Stadtgestaltung und öffentliche Gesundheit – Was ist blauer Raum?

„Die Urbanisierung ist eine der größten Herausforderungen für die öffentliche Gesundheit im 21. Zum ersten Mal in der Geschichte der Menschheit lebt die Mehrheit der Weltbevölkerung in Städten. Bis zum Jahr 2030 werden schätzungsweise 60 % der Weltbevölkerung in Städten leben, und bis 2050 wird dieser Anteil voraussichtlich auf 70 % ansteigen. Die Verstädterung bietet eine große Chance, die Gesundheit der Menschen zu verbessern, stellt aber auch eine komplexe Herausforderung dar, vor allem dort, wo die Verstädterung schneller voranschreitet als die Entwicklung der Infrastruktur, der Dienstleistungen und anderer Ressourcen, die erforderlich sind, um die Bedürfnisse der Bewohner ausreichend zu befriedigen.“ – WHO-Zentrum für gesundheitliche Entwicklung

Abbildung 1: Sozio-ökologisches Modell der Gesundheit (Barton et al., 2006)

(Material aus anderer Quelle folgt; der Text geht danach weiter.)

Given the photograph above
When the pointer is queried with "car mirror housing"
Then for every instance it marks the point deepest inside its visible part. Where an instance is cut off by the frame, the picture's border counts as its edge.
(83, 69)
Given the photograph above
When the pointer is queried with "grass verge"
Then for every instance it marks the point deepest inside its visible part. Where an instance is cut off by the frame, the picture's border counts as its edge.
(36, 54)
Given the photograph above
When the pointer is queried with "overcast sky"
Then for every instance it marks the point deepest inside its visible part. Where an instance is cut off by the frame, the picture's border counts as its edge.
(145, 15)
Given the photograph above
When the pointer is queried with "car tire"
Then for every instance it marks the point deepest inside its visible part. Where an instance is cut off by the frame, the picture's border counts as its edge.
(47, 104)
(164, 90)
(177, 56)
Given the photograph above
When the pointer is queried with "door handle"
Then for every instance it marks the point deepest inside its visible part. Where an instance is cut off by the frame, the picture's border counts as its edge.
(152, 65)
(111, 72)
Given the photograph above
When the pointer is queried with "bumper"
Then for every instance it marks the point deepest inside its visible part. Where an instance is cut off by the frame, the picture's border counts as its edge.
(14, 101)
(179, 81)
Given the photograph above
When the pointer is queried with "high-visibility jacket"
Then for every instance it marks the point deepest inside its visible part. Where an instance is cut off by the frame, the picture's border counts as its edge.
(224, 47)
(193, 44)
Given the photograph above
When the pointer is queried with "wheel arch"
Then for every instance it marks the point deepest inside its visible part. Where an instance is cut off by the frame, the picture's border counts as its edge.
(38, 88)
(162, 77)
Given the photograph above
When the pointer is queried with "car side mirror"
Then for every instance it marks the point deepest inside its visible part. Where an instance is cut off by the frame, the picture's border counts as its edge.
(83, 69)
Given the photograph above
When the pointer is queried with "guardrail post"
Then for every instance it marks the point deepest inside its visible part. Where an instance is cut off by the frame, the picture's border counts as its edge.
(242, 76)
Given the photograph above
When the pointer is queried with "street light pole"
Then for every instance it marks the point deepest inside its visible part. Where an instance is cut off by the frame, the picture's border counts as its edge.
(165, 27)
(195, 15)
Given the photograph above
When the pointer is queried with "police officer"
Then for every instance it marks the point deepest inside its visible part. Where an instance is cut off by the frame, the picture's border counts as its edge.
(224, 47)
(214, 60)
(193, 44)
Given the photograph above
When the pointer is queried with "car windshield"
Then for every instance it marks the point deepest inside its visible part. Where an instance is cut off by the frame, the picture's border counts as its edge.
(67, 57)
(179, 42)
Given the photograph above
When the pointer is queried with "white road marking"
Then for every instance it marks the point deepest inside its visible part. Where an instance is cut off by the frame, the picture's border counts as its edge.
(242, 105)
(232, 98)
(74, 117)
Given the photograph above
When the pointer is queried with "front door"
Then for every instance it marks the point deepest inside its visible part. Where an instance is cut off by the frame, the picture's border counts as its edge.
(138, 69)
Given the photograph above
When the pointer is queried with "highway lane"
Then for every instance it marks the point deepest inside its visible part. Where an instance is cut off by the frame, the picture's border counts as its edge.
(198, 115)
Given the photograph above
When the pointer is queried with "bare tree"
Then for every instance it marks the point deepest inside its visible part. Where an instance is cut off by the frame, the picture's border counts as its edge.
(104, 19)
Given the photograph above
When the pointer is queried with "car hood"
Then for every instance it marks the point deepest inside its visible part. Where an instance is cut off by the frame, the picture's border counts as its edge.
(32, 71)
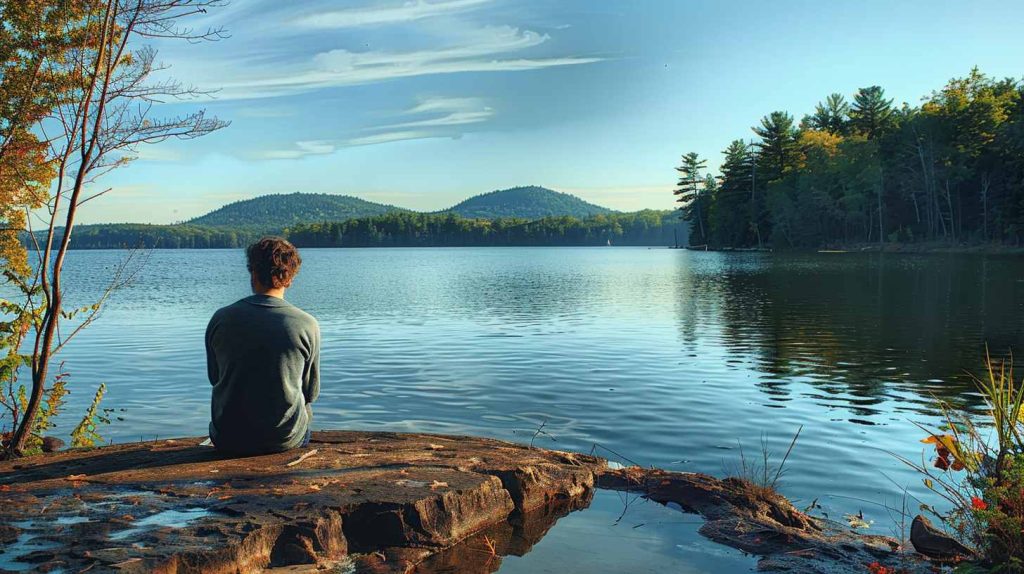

Gesundheit und Wohlbefinden in der bebauten Umwelt

Öffentliche Gesundheit ist nicht nur ein medizinisches Problem, die Auswirkungen sozioökonomischer, kultureller und umweltbedingter Bedingungen machen öffentliche Gesundheit zu einem sozialen Problem. Die Verbindung zwischen öffentlicher Gesundheit und Stadtplanung ist untrennbar. Die Stadtplanung spielt eine Rolle bei der Schaffung gesunder und nachhaltiger Städte.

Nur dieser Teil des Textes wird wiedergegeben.